Figure BDA0002974166900000151
Figure BDA0002974166900000152
Figure BDA0002974166900000153
The final weight is determined as: 5:3:2
Sim(distance)=0.5*distance1+0.3*distance2+0.2*distance
And 5-6, sorting according to the similarity from small to large to realize the retrieval effect.
The three-dimensional model retrieval method based on the interactive attention convolution neural network in the embodiment of the invention adopts a traditional characteristic and depth characteristic weighting fusion mode, thereby realizing better retrieval effect.
The foregoing is a detailed description of embodiments of the invention, taken in conjunction with the accompanying drawings, wherein the specific embodiments are merely provided to assist in understanding the method of the invention. For those skilled in the art, the invention can be modified and adapted within the scope of the embodiments and applications according to the spirit of the present invention, and therefore the present invention should not be construed as being limited thereto.

Claims (6)

1. A three-dimensional model retrieval method based on an interactive attention convolution neural network is characterized by comprising the following steps:
step 1: and carrying out data preprocessing, projecting the three-dimensional model to obtain a plurality of views corresponding to the three-dimensional model, and obtaining an edge view set of the model by using an edge detection algorithm.

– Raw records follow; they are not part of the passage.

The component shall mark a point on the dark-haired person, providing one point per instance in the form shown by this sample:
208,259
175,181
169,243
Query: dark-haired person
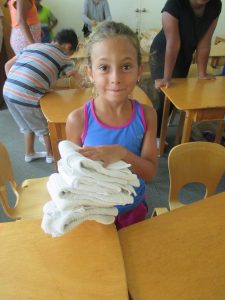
187,26
30,76
93,12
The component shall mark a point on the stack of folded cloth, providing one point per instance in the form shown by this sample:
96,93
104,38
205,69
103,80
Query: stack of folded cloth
85,190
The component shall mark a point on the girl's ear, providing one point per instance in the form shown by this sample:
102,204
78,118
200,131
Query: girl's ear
89,74
140,71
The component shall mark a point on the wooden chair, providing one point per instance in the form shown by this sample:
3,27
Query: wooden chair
194,162
30,195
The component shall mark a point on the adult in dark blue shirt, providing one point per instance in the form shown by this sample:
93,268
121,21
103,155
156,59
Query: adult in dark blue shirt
188,26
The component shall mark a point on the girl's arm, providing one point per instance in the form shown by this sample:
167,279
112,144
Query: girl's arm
144,165
75,126
203,50
22,8
171,31
9,64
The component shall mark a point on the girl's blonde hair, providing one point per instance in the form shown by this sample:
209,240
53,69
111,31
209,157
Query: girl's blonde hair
110,29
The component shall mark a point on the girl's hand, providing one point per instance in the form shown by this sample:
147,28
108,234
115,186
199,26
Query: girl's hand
162,83
106,154
207,77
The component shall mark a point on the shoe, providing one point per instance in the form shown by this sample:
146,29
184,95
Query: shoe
36,155
41,139
158,143
49,159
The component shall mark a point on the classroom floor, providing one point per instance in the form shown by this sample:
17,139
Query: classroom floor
156,191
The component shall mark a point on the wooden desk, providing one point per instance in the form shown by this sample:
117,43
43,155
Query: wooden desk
178,255
199,99
86,263
57,105
219,38
217,53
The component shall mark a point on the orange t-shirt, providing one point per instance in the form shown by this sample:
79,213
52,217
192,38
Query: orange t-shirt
32,15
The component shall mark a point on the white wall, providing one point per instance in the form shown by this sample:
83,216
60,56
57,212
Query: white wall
68,13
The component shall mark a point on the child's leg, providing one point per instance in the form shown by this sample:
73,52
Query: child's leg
29,143
48,144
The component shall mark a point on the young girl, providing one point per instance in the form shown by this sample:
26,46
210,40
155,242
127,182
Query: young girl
112,126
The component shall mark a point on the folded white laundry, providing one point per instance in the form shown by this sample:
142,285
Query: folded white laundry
57,222
84,166
66,148
66,197
83,181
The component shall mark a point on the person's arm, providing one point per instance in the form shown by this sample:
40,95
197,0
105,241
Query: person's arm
107,13
22,9
75,126
144,165
9,64
203,50
171,31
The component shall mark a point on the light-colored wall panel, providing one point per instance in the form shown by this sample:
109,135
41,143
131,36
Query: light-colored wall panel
68,13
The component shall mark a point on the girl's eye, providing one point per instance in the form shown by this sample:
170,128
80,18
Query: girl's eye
126,67
103,68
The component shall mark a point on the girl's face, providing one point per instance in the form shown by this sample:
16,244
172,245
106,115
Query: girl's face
115,70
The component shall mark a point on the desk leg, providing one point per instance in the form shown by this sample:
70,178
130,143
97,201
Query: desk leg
53,132
189,117
180,128
219,131
164,125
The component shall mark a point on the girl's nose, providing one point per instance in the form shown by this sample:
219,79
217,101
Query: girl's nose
115,76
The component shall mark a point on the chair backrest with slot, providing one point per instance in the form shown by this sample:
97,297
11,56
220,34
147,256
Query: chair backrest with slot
195,162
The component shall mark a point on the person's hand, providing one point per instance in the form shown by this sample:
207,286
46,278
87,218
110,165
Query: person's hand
162,83
207,77
107,154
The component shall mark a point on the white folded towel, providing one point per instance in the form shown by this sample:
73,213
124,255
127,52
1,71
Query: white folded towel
69,198
57,222
80,183
73,160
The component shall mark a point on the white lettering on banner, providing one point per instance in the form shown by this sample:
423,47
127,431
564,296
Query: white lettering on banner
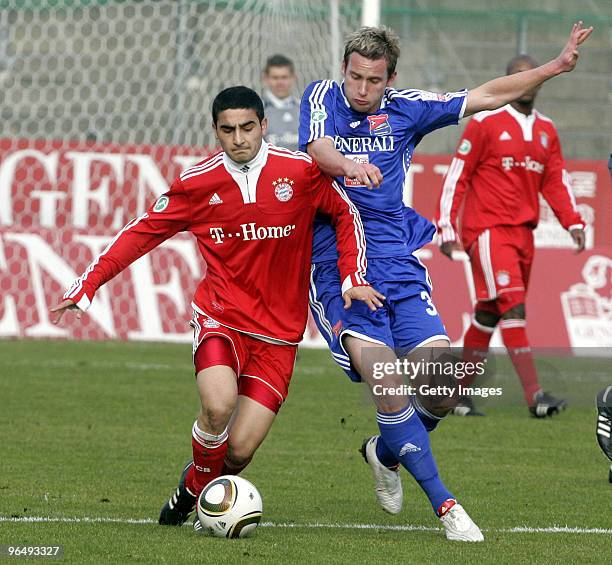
8,166
9,325
42,258
83,193
584,184
48,205
408,191
150,180
101,310
147,293
586,307
186,161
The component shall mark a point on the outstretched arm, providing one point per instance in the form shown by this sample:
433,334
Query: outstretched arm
502,90
169,215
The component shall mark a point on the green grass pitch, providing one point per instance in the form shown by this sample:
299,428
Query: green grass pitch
101,430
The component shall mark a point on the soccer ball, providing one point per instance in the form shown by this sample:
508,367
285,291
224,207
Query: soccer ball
229,507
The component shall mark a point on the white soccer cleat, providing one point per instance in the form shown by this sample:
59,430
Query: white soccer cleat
458,524
388,483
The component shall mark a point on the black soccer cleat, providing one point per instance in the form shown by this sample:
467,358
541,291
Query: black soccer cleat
182,503
465,407
545,405
604,423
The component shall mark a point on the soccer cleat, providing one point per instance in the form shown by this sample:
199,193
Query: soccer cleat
604,424
388,483
457,523
182,503
545,405
465,407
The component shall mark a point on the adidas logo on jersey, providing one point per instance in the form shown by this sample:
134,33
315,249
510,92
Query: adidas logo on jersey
216,199
408,448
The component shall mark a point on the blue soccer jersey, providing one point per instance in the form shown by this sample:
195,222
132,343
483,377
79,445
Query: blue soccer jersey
387,139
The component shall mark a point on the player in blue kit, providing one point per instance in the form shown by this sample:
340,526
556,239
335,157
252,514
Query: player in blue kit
363,132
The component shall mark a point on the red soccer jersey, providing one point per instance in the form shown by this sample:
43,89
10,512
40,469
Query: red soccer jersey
253,224
502,162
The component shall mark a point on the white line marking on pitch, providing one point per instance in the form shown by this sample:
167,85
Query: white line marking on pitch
322,526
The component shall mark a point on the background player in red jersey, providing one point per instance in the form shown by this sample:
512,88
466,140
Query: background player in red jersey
251,209
505,159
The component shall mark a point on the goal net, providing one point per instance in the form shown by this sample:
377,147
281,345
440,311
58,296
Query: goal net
103,102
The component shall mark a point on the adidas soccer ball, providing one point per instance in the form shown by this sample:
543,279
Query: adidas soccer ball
229,507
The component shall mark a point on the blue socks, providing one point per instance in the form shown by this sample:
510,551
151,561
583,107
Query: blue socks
405,439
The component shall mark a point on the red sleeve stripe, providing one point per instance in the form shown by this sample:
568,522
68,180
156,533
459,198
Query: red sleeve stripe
77,285
201,169
362,263
446,201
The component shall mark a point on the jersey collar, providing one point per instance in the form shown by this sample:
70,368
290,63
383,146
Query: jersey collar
526,122
253,165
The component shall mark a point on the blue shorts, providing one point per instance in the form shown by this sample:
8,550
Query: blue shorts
407,320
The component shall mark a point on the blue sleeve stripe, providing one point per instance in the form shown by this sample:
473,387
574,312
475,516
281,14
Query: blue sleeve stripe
317,129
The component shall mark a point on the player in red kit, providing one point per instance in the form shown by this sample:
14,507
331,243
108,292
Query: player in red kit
251,210
504,161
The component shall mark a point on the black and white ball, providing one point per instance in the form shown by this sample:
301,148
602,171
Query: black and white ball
229,507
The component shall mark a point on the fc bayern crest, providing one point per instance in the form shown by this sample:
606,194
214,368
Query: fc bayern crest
503,278
283,188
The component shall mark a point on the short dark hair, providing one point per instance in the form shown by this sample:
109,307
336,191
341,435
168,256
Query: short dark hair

Step 2: designing a deep convolutional neural network, and optimizing a network model by using an interactive attention module. And selecting one part of the view sets as a training set, and the other part of the view sets as a test set.
And step 3: the training includes two processes, forward propagation and backward propagation. And training the training data serving as input of the interactive attention convolution neural network model to obtain the optimized interactive attention convolution neural network model.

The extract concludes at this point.